Investors Antsy as Novartis AG Mulls Over Selling $50 Billion in Assets

Investors Antsy as Novartis AG Mulls Over Selling $50 Billion in Assets May 30, 2017
By Mark Terry, BioSpace.com Breaking News Staff

While Switzerland-based Novartis AG considers selling off some of its largest assets, investors are concerned the company might then invest the proceeds poorly. There’s no pleasing some investors, who generally think the asset sales are a good idea.

In 2011, Novartis acquired U.S.-based eye care company Alcon for $52 billion. The last two years, at least, the unit’s sales and profits have done poorly. Joe Jiminez, Novartis’ chief executive officer, is considering selling off Alcon’s surgical devices and contact lens businesses, which could bring in $25 to $35 billion. He is also reportedly considering unloading its $14 billion stake in Switzerland-based Roche in addition to the over-the-counter (OTC) drugs partnership with GlaxoSmithKline , which is valued at around $10 billion.

“We would applaud selling those stakes generally,” Stephen Anness of Invesco Perpetual, Novartis’ 23rd largest shareholder, told Reuters. “But what do you do with that money? I would be very cautious about selling stakes … in things to raise a war-chest to go and do a massive deal, only for that deal to go and be another poor deal.”

Jiminez in the past has indicated that Novartis will focus on smaller, strategic transactions, including drug licensing deals up to $5 billion. But he hasn’t really said he wouldn’t do larger deals, either.

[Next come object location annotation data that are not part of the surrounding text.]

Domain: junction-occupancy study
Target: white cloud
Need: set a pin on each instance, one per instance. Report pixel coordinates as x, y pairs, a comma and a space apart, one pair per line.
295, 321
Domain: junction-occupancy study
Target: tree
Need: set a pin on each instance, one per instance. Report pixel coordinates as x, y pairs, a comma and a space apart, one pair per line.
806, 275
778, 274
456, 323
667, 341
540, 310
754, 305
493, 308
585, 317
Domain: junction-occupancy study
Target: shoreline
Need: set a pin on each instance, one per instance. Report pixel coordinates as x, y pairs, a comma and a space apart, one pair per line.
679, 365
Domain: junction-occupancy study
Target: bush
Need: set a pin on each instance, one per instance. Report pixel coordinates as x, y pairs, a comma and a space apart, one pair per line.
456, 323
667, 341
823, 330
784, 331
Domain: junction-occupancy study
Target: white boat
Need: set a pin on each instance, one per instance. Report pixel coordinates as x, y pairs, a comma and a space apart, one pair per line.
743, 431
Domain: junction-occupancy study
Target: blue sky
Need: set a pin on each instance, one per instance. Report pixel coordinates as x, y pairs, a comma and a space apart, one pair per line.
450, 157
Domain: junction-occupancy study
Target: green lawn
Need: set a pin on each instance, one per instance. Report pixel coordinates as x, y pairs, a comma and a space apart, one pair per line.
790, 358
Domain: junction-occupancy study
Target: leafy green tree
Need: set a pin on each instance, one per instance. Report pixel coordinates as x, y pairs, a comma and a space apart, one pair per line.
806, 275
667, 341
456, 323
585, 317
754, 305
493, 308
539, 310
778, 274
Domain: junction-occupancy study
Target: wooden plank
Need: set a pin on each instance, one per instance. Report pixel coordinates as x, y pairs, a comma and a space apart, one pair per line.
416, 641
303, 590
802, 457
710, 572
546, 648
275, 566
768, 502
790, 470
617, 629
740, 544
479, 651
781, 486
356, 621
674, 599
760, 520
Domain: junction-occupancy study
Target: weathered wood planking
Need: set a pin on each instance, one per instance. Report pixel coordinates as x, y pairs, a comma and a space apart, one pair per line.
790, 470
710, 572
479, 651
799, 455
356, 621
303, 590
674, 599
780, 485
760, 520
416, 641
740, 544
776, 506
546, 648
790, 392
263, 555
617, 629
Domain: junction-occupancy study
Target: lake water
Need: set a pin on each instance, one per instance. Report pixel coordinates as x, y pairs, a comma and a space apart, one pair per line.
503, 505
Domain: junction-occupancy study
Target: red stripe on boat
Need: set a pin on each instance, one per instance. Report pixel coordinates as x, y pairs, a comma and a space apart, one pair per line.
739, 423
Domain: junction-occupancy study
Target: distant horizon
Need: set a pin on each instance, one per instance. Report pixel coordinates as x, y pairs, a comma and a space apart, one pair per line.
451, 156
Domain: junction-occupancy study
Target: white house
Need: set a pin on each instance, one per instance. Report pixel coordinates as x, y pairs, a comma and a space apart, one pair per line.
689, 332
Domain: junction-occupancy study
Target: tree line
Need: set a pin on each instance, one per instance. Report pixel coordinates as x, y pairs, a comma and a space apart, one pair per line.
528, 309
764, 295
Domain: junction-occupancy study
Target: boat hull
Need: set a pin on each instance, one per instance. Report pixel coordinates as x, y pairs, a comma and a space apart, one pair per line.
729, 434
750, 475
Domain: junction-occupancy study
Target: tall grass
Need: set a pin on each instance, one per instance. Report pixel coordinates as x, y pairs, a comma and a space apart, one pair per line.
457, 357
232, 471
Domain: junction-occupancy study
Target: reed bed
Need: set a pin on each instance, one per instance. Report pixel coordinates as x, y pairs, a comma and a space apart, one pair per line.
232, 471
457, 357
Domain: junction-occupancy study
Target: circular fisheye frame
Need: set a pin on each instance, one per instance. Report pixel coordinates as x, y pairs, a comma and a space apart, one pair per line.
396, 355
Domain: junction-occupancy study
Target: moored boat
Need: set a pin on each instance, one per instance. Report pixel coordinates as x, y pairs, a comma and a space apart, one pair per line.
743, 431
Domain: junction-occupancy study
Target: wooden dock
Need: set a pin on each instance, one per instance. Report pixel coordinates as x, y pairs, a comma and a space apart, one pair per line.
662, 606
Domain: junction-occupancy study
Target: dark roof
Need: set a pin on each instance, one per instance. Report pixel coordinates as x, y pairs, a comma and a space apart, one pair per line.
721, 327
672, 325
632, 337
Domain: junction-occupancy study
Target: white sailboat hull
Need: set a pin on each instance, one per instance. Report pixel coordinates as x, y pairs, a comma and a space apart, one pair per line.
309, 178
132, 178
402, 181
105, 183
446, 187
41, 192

“We’re always monitoring what’s going on but have not changed our position regarding our M&A strategy or potential disposals,” Michael Willi, a Novartis spokesman, told Reuters.

Michael Leuchten, an analyst with UBS, told Reuters, “We believe that Novartis may be pushed to liquidate assets in order to finance acquisitions in pharma.”

Specifically, Novartis is lagging behind its competitors Roche, Merck and Bristol-Myers Squibb in the lucrative immuno-oncology (I-O) market. Although those three competitors all have I-O drugs on the market, Novartis’ immuno-oncology molecules are in the investigational stage.

One rumor is that Novartis might consider acquiring AstraZeneca (AZN). In the I-O market, AstraZeneca’s Imfinzi (durvalumab) received accelerated approval from the U.S. Food and Drug Administration (FDA) earlier this month for locally advanced or metastatic urothelial carcinoma (mUC) in patients whose disease progression during or following platinum-containing chemotherapy, or whose disease has progressed within 12 months of receiving platinum-containing chemotherapy before or after surgery. It is also being evaluated in a Phase III trial as a first-line treatment in urothelial carcinoma as monotherapy and in combination with tremelimumab.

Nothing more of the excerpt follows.